As for his own duties in stage 10, Horner said, “My job is to stay with Cadel [Evans] tomorrow, and help out the team in covering moves. And if I happen to get in [a break] then I’m not going to drop out of it, but I won’t use a lot of energy up to put myself in the move.”
Looking down the current top 20 on the GC list before stage 10, the men who should stay near the top include Landis, Rogers, Klöden, Karpets (Caisse d’Épargne), Evans (Davitamon-Lotto), Marcus Fothen (Gerolsteiner), Paolo Savoldelli (Discovery Channel), Menchov (Rabobank), Eddy Mazzoleni (T-Mobile), Carlos Sastre (CSC), George Hincapie (Discovery Channel) and Oscar Pereiro (Caisse d’Épargne).

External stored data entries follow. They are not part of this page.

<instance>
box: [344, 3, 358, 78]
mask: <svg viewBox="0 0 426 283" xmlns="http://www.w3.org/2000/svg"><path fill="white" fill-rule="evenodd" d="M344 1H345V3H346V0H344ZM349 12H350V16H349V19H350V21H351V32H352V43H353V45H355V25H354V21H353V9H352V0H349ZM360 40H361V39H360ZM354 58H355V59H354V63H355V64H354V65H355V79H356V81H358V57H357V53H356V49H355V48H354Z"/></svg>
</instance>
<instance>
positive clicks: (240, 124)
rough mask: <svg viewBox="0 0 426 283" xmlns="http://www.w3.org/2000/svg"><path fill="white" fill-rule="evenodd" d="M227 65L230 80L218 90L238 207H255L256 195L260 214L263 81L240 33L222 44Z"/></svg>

As for climbers who can emerge, especially in a breakaway, they include Georg Totschnig (Gerolsteiner), José Rujano (Quick Step), Gilberto Simoni (Saunier Duval), Stefano Garzelli (Liquigas), Iban Mayo (Euskaltel), Levi Leipheimer (Gerolsteiner), Michael Rasmussen (Rabobank) and José Gomez Marchante (Saunier Duval).
Stage 10 will be raced in partly cloudy weather, with temperatures in the 70s on the climbs and 80s at the finish in Pau. There’s a chance of mist or a short rain shower on the last climb, the very steep Marie-Blanque. In other words, perfect conditions for a keenly anticipated stage that should provide some clues into who will win this mysterious Tour. At the very least, it will tell us who isn’t going to win.